The second biggest medical story of 2015 for Medscape readers (28%) was the approval of physician-assisted suicide (also called assisted dying) in California, making it the fifth state in the country where this practice is legal. California's new law, based on Oregon's trailblazing Death with Dignity Act, could create momentum for similar legislation to pass in more states.

Other major stories for readers in 2015 were the repeal of Medicare's sustainable growth rate formula for setting physician reimbursement (13%), the release of final rules for the federal government's program to promote meaningful use of electronic health records (5%), and an HIV outbreak in Indiana (2%).

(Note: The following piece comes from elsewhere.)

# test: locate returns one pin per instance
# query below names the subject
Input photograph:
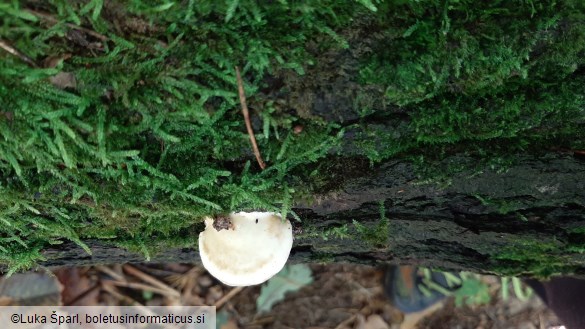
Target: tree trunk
(526, 220)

Medscape also asked readers to name the stories of 2015 they found most exciting — the good news, as it were. The hands down winner, chosen by 46% of readers, was the possible demise of the 10-year maintenance of certification (MOC) exam conducted by the American Board of Internal Medicine. In response to fierce criticism that its MOC program had become too time-consuming, too expensive, and irrelevant, the American Board of Internal Medicine announced in September that it would consider replacing the exam with shorter, more frequent tests that physicians could take at home or in the office. Days earlier, the American Board of Anesthesiology said it would drop its 10-year MOC exam in favor of continuous online testing in 2016.

Rounding out the good news story roster were expanded Medicare reimbursement for telemedicine (17%), outcomes in a promising clinical trial in a reader's specialty (12%), and approvals by the US Food and Drug Administration of new drugs (9%) and new medical devices (5%) in a reader's field.

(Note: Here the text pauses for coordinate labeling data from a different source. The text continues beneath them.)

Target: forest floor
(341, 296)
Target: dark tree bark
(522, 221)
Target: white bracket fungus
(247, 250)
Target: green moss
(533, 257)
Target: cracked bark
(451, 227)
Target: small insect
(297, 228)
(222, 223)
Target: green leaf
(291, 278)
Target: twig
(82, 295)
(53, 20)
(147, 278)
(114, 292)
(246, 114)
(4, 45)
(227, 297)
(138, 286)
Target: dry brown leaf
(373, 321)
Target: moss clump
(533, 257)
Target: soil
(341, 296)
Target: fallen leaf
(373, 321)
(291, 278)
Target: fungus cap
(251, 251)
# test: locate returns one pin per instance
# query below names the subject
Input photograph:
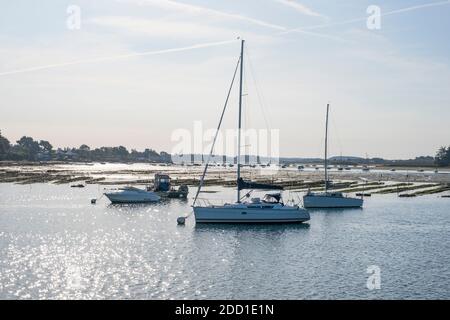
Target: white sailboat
(329, 199)
(270, 209)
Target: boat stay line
(217, 133)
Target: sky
(133, 72)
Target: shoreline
(378, 180)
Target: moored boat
(131, 195)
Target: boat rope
(202, 180)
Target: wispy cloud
(383, 14)
(195, 9)
(116, 57)
(300, 8)
(157, 28)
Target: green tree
(5, 147)
(45, 146)
(28, 147)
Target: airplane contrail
(327, 25)
(129, 55)
(212, 44)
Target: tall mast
(326, 150)
(240, 122)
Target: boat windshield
(272, 198)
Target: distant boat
(270, 209)
(131, 195)
(329, 199)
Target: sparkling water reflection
(55, 244)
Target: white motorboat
(131, 195)
(269, 210)
(329, 199)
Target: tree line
(442, 158)
(28, 149)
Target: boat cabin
(162, 182)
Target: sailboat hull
(324, 201)
(225, 214)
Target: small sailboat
(329, 199)
(131, 195)
(270, 209)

Runaway Drug Prices the Most Frustrating News of 2015

In contrast, some headlines in 2015 made clinicians wince. The most frustrating news by far for Medscape readers — named by 35% — was the increasingly high cost of certain drugs. That subject turned red hot in September, when Turing Pharmaceuticals acquired the rights to a 62-year-old antiparasitic drug called pyrimethamine (Daraprim), which treats toxoplasmosis encephalitis, and raised the per pill price from $13.50 to $750.00. The much-derided company later announced it would cut the price by as much as half for hospitals, but not before members of Congress said they would investigate pharmaceutical pricing.

Other news items that bothered clinicians included the transition to ICD-10 diagnostic codes (16%), the Supreme Court ruling that upheld premium subsidies under the Affordable Care Act in all states (16%), the response of television personality Mehmet Oz, MD, to criticism of his medical recommendations (9%), and a Medicare pay cut in 2016 despite the promise of a raise in sustainable growth rate repeal legislation (8%).

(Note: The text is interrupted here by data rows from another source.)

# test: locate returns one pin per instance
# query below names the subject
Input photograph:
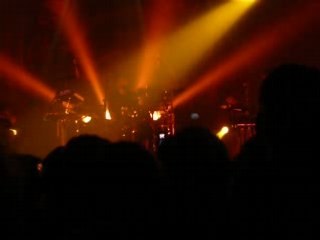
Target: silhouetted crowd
(93, 188)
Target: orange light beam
(267, 42)
(25, 80)
(160, 19)
(77, 41)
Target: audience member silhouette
(195, 164)
(274, 185)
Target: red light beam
(266, 43)
(76, 37)
(25, 80)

Then there are the medical stories with the biggest "wow" factor for Medscape readers. The discovery that prenatal blood testing could identify presymptomatic cancer in pregnant women came in at number one (35%). Diana Bianchi, MD, executive director of the Mother Infant Research Institute at Tufts Medical Center in Boston, Massachusetts, told Medscape that positive test findings could accelerate treatment for women and save lives.

Second from the top in terms of the most surprising medical news or advance in 2015 was new evidence that frequent ejaculation can reduce the risk for prostate cancer (23%). Vending machines for medical marijuana (20%) and a new medical cannabis registry to monitor users (10%) rounded out the top four stories.

Medscape conducted its top story survey among readers in November and received 402 complete responses.